The Administrative Court has dismissed the lawsuit and request for an interim injunction in the case of the non-appointment of European Delegated Prosecutors. The plaintiffs filed the lawsuit prematurely, as they have not yet received the government’s decision on the appointment of European Delegated Prosecutors, the Administrative Court announced.
In terms of content, the lawsuit filed by the candidates for European Delegated Prosecutors, Tanja Frank Eler and Matej Oštir, meets the condition for a challengeable lawsuit, which would challenge the government’s decision not to familiarise itself with the appointment of the European Delegated Prosecutors, the court explained. However, they had to reject the claim because the procedural preconditions for the initiation and course of the administrative dispute were not met yet. As they explained, the plaintiffs have not yet been served with the government’s decision of the 25th of May, and therefore, they filed the lawsuit prematurely.
“It’s a good thing they were not appointed if they do not even know how to correctly file a lawsuit,” Matej Lahovnik commented on the situation on Twitter.
Last week, Minister of Justice Marjan Dikaučič assured that Slovenia will continue to support the European Public Prosecutor’s Office project and announced the appointment of Slovenian European Delegated Prosecutors as soon as the procedure is completed without any shadow of a doubt regarding any misconduct.

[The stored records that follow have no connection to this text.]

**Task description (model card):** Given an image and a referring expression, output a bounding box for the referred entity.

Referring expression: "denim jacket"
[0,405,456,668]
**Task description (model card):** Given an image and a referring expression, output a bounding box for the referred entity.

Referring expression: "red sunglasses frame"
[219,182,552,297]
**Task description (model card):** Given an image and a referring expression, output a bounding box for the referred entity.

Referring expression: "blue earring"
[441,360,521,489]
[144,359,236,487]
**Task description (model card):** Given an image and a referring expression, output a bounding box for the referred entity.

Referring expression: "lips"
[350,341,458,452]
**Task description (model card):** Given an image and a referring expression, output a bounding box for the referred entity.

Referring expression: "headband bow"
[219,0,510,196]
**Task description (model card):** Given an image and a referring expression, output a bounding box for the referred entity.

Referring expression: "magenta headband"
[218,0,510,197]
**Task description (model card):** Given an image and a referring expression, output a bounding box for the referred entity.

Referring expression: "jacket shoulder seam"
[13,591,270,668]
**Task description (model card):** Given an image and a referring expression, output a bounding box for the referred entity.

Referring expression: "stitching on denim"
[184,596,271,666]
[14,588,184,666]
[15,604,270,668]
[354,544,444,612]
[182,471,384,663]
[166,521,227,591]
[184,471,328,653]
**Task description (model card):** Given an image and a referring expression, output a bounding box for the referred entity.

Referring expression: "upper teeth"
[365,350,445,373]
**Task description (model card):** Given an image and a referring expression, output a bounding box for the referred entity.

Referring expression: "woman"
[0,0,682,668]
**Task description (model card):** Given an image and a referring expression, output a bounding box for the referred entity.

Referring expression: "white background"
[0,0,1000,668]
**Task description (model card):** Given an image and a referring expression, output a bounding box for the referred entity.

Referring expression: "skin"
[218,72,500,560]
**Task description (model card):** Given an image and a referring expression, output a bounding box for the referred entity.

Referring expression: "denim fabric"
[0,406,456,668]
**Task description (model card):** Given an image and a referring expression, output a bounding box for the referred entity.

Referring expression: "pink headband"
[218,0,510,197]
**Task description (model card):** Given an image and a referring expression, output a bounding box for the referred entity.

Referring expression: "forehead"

The European Public Prosecutor’s Office, which is in charge of prosecuting fraud and misuse of European funds, started its operational work a month ago, even though Slovenia and Finland have not yet appointed their Delegated Prosecutors, and the Slovenian government has decided to repeat the call for the appointment of two European delegated prosecutors because the State Prosecutorial Council had not drawn up a sufficiently large list of candidates – according to the government, the Council should have presented at least six candidates.
Not all Member States of the European Union decided to participate in the European Public Prosecutor’s Office – namely, Ireland, Denmark, Sweden, Hungary, and Poland are not part of the project.